“Then stay up with me a little,” he said. “Don’t let’s go to bed yet.” He stretched out his arm and moved a wicker armchair that stood on the hearth till it faced the grate. “Sit down, dear, and I’ll make you a fire. Dear, do sit down. This is the last night we shall have together.” She obeyed, for he spoke with the sullenness which she knew to be in him a mask of intense desire. He busied himself with the fire and coal that the servants had left ready for the morning, and when he had made a blaze he squatted down on the rug and rested his head on her lap and seemed to sleep.
But he did not. Against the fine silk of her kimono she felt the sweep of his eyelashes. “Why is he doing this?” she wondered; and discovered happily, “Ah, he is going to tell me about Ellen.” She waited serenely, while the clock ticked.
Presently he spoke, but did not lift his head. “Mother, I like being here....”
She was not perturbed because he then fell silent. It was natural enough that he should be shy of speaking of his other love.

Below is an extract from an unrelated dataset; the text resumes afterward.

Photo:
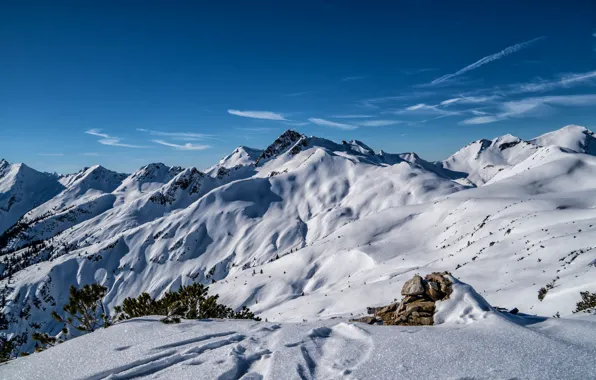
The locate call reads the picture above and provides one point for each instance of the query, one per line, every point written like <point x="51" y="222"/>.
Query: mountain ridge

But he continued: “Mother, do you know why I would always have stuck to my people, no matter how they’d treated me? I wonder if you’ll think I’m mad? I’d have stuck to them in any case—because they’ve got the works on Kerith Island, and I’ve always wanted to work there. Think of it! I shall be able to sleep here at night and go out in the morning to a place I’ve seen all my life out of these windows. And all day long I’ll be able to put my head out of my lab. door and look along the hill to our tree-tops. Mother, I do love this house,” he said earnestly, raising his head and looking round the kitchen as if even it were dear to him, though he could not have been in it more than once or twice before. “It’s a queer thing, but though you’ve altered this completely from what it was when I was a boy, it still seems the oldest and most familiar thing in the world. And though it’s really rather exposed as houses go, hanging up here over the marshes, I feel when I come back to it as if I were creeping down into some hiding-place, into some warm, closed place where nothing horrible could ever find me. Do you feel like that, mother?”
She nodded. “I might hate this house, considering all that’s happened here. But I, too ...” She spoke in the slightly disagreeable tone that a reticent nature assumes when it is obliged to confess to strong feeling. “Yes, I love it.”